As a Latina and as a plus-size woman I have always been told that my hair is one of the things that made me attractive. I have been told that cutting my hair would make me look fatter. Because being fat is the worse thing that you can be.
I’ve had long hair most of my adult life. I constantly receive compliments on how beautiful it is and how cutting it would be the worse thing I could do.
My hair had become a safety blanket. On the days that I don’t feel good about myself I would hide behind it. But, I believe that to grow as a person you have to step out of your comfort zone. So, I chopped it off.
This isn’t the first time I cut my hair but it is definitely the shortest I have ever had it, at least since elementary school.
Cutting my hair is a reminder that my beauty is not set by standards society has dropped on us but by how I feel about myself and what makes me happy.
Chopping off my hair always feels like a big middle finger to society.

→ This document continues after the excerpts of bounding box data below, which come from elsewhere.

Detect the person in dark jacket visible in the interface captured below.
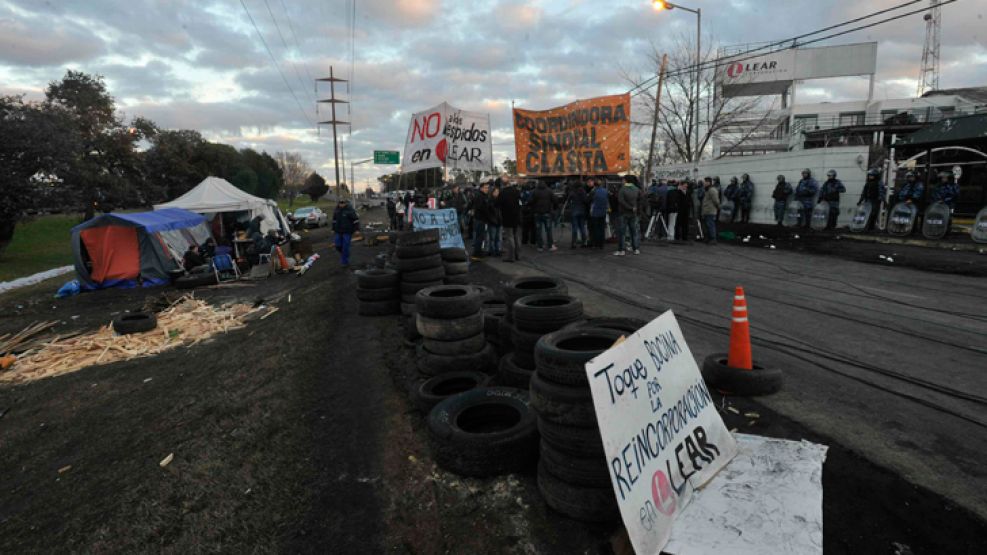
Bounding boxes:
[332,199,360,266]
[586,177,610,249]
[857,169,888,231]
[569,181,588,248]
[771,175,793,225]
[531,181,559,252]
[819,170,846,229]
[497,177,521,262]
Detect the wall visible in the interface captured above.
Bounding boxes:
[655,146,868,226]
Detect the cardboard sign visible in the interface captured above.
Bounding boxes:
[514,94,631,176]
[401,102,493,172]
[586,311,737,553]
[411,208,465,249]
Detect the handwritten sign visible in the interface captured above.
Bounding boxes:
[411,208,465,249]
[586,311,737,553]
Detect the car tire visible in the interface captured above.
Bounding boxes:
[538,461,620,522]
[113,312,158,335]
[535,328,623,385]
[532,372,597,427]
[428,387,540,478]
[415,339,497,376]
[702,353,784,397]
[413,370,490,414]
[353,268,400,289]
[394,254,442,273]
[415,285,480,319]
[416,312,483,341]
[401,264,446,283]
[497,353,534,389]
[539,444,613,491]
[422,333,487,356]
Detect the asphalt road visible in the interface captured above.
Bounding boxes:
[490,244,987,518]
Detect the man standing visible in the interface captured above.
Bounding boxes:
[702,177,720,245]
[586,177,610,249]
[734,173,754,224]
[857,169,888,231]
[497,177,521,262]
[531,181,559,252]
[614,175,642,256]
[819,170,846,229]
[569,181,587,248]
[771,175,792,225]
[332,199,360,266]
[795,168,819,227]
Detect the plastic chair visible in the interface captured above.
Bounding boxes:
[212,254,240,283]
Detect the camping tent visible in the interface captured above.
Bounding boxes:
[154,177,291,236]
[72,208,211,289]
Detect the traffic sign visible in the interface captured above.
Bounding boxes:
[374,150,401,164]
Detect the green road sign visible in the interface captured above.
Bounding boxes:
[374,150,401,164]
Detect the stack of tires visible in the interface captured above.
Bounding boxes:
[415,285,496,376]
[497,277,569,372]
[392,229,445,347]
[355,268,401,316]
[499,294,583,389]
[440,248,470,285]
[530,327,625,522]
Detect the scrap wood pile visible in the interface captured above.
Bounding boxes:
[0,295,276,383]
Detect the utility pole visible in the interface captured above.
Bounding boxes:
[644,54,668,187]
[315,66,349,200]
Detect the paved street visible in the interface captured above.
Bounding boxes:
[490,239,987,517]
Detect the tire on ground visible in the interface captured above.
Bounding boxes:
[535,328,624,385]
[414,370,490,414]
[532,372,597,427]
[538,462,620,522]
[540,444,612,489]
[415,285,480,318]
[702,353,784,396]
[113,312,158,335]
[428,387,540,478]
[417,312,483,341]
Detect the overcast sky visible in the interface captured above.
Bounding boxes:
[0,0,987,190]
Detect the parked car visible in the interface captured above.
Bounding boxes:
[291,206,329,227]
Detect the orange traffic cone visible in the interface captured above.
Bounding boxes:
[727,286,754,370]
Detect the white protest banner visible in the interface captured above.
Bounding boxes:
[586,311,737,555]
[411,208,465,249]
[401,102,493,172]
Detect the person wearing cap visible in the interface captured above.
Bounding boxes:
[771,175,793,225]
[819,170,846,229]
[932,170,960,210]
[857,168,892,231]
[734,173,754,224]
[795,168,819,227]
[332,199,360,266]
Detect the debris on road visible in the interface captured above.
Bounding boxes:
[0,295,276,383]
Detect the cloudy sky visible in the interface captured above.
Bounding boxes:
[0,0,987,190]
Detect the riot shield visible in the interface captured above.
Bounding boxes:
[850,200,874,233]
[922,201,950,239]
[888,202,918,236]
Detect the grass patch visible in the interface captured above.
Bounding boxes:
[0,214,82,281]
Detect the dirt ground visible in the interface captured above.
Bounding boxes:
[0,218,987,554]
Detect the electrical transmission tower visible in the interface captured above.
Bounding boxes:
[918,0,942,96]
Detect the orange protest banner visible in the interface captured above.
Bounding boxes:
[514,94,631,176]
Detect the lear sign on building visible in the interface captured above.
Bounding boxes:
[586,311,737,554]
[716,42,877,98]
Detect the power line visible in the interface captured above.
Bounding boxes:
[240,0,315,125]
[627,0,958,96]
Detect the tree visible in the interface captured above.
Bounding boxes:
[0,96,80,253]
[274,151,312,192]
[624,37,773,174]
[301,172,329,202]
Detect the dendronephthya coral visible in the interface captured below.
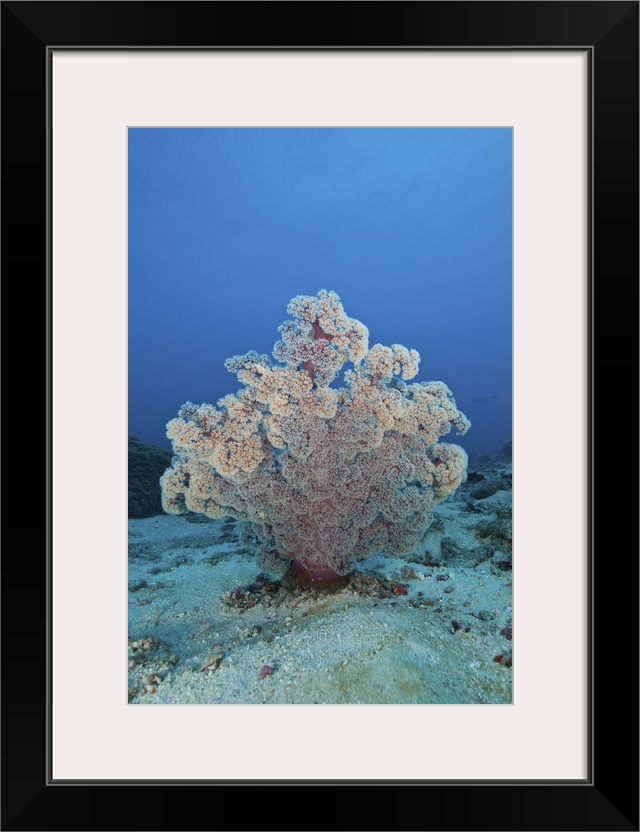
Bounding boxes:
[160,289,470,581]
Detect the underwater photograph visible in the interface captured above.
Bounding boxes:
[123,127,514,705]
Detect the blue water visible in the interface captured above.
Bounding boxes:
[129,128,512,453]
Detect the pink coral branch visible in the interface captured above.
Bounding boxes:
[161,289,470,582]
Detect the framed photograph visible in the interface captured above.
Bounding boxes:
[2,2,638,830]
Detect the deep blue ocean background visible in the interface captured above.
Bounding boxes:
[128,128,512,453]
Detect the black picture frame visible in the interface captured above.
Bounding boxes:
[2,0,639,831]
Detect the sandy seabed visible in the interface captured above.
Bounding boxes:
[129,474,513,705]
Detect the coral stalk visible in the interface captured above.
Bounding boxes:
[160,289,470,583]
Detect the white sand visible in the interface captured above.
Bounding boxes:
[129,484,512,704]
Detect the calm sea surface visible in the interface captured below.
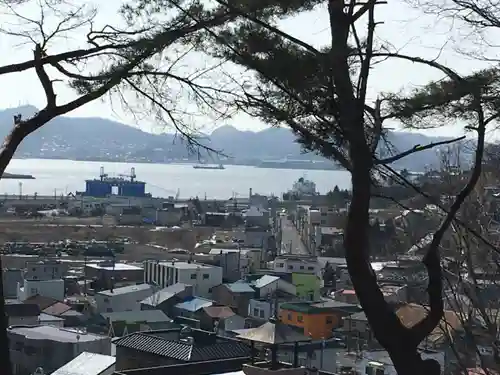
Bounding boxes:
[0,159,351,199]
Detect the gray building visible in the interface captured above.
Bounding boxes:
[2,268,23,298]
[7,325,111,375]
[24,260,68,281]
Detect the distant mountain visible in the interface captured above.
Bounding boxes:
[0,106,462,171]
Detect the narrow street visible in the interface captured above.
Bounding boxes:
[280,216,309,255]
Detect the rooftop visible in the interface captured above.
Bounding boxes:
[228,281,255,293]
[159,262,216,270]
[101,310,172,323]
[8,326,108,343]
[114,329,250,362]
[349,311,368,321]
[38,313,64,322]
[252,275,279,288]
[52,352,116,375]
[203,306,236,319]
[97,284,153,297]
[280,302,333,314]
[5,303,40,317]
[87,263,142,271]
[141,283,191,306]
[175,297,214,312]
[42,302,71,315]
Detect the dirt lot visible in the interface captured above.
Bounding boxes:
[0,218,213,260]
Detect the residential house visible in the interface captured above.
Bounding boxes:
[209,247,262,281]
[212,281,255,316]
[279,302,339,340]
[174,297,214,319]
[58,310,89,327]
[144,260,222,297]
[141,283,193,316]
[273,254,321,276]
[334,289,359,305]
[52,352,116,375]
[23,294,58,311]
[379,283,408,304]
[92,310,172,337]
[5,302,40,326]
[2,268,24,298]
[17,261,68,301]
[38,313,65,328]
[243,206,269,227]
[340,311,373,342]
[95,284,154,313]
[330,349,448,375]
[7,325,111,375]
[17,279,66,301]
[248,275,297,322]
[243,224,276,252]
[85,262,144,283]
[24,260,68,281]
[199,306,245,333]
[42,302,71,316]
[114,327,250,371]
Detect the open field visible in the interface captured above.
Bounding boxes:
[0,217,213,260]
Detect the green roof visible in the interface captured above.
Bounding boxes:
[280,302,333,314]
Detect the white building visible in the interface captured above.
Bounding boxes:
[95,284,155,313]
[52,352,116,375]
[144,260,223,297]
[273,254,321,277]
[290,177,316,197]
[17,279,65,301]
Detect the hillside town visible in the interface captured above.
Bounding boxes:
[2,169,500,375]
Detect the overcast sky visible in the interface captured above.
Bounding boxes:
[0,0,494,140]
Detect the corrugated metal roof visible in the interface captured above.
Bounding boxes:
[237,321,310,345]
[101,310,172,323]
[225,282,255,293]
[203,306,236,319]
[175,297,214,312]
[42,302,71,316]
[52,352,116,375]
[114,332,250,362]
[141,283,189,306]
[253,275,279,288]
[98,284,153,297]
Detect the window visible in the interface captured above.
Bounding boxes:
[24,346,36,355]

If you are planning on chopping it off do it. Take control over your body and self-love.
What I’m wearing:
Top: Rainbow similar here
Sneakers: Payless similar here
Earrings: H&M similar here
Sunglasses: Ray ban
I went beyond chopping it off….I got buzz cut pixie. I stopped dying it about 5 yrs ago. O am 49 yrs old….have been told don’t look it. And that is look better if I dyed it. I love my hair. O feel more confident and beautiful. I’ve always been shy and self conscious about how I looked. Not anymore! I’ve learned to be me! Thank you….to all my new hero’s the woman who have taught me that size does not matter….
I feel you 10 percent. I gravitated towards longer locks because it’s slimming and more acceptable. However, I wanted a more trendy style and to distinguish and empower myself, so I did a big chop like you.
Thanks for sharing. It’s nice to know I’m not alone in this.
Cheers to confidence!
I have done exactly the same. I have also hid behind my long hair and then one day i just thought “screw it” and did the big chop. I don’t regret it at all. I feel great! Even more confident!